Building on my previous research on the well-being of principals and teachers, this project has two aims: 1) to validate two robust instruments for evaluating principals’ well-being and influential psychosocial risk factors, namely, the Assessment of Quality of Life (AQoL-8D) and the Copenhagen Psychosocial Questionnaire (COPSOQ-II), using a sample of Hong Kong principals; and 2) to investigate principals’ occupational well-being and influential psychosocial risk factors at work in the current Hong Kong context.

The project will employ an explanatory sequential research design using a mixed-methods approach. First, a quantitative survey study will be conducted to validate the AQoL-8D and COPSOQ-II and explore the occupational well-being and influential psychosocial risk factors with a sample of principals in Hong Kong. Second, a qualitative study comprising in-depth individual interviews will be conducted with a sample of principals to elaborate the findings from the quantitative data analysis. This project is expected to improve the capacity of principals and their schools to serve the community, elucidate the psychosocial drivers that seed success and wellbeing, build Hong Kong’s human capital, and enrich and advance the international research agenda in relation to theory, research, and practice.

Objectives
  1. To validate the Copenhagen Psychosocial Questionnaire (II) and the Assessment of Quality of Life-8D using a sample of school principals in Hong Kong;
  2. To investigate the states of occupational well-being of different groups of principals (e.g., gender; principalship experience; school level; school type; individual, school-related, and contextual factors);
  3. To identify the psychosocial risk factors that particularly affect the occupational well-being of principals; and
  4. To explore how the psychosocial risk factors affect the occupational well-being of principals.

Impact

Knowledge and Theory

The project will produce empirical insights that will advance local and international knowledge regarding the occupational well-being of principals and its influential antecedents.

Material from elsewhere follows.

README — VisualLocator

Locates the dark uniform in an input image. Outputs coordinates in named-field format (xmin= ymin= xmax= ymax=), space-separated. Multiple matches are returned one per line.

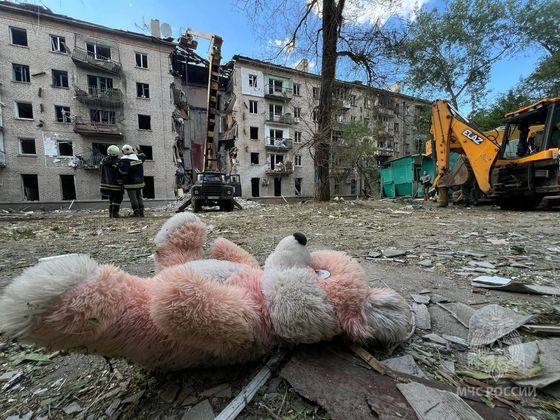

Furthermore, this project will open up an opportunity for international comparisons with research findings from similar studies in Australia, New Zealand, Finland, and Ireland.

Instrument Validation
This study is instrumentally significant because it will validate two internationally well-established instruments in Chinese (the COPSOQ-II and the AQoL-8D) with a sample of Hong Kong principals.

Practice
This project will have several practical implications. First, the project will generate knowledge to support and reinforce Hong Kong principals’ well-being in turn will improve working conditions and school functioning. The outcomes from this project could be also used to inform policy settings and programmes for preparation, selection, and standardization of principals. In addition, like the Australian project, this project aims at serving as the starting point for a longitudinal project that studies Hong Kong principals’ well-being across their professional life spans. This project will systematically monitor principals’ well-being across Hong Kong first and then across other similar countries such as mainland China.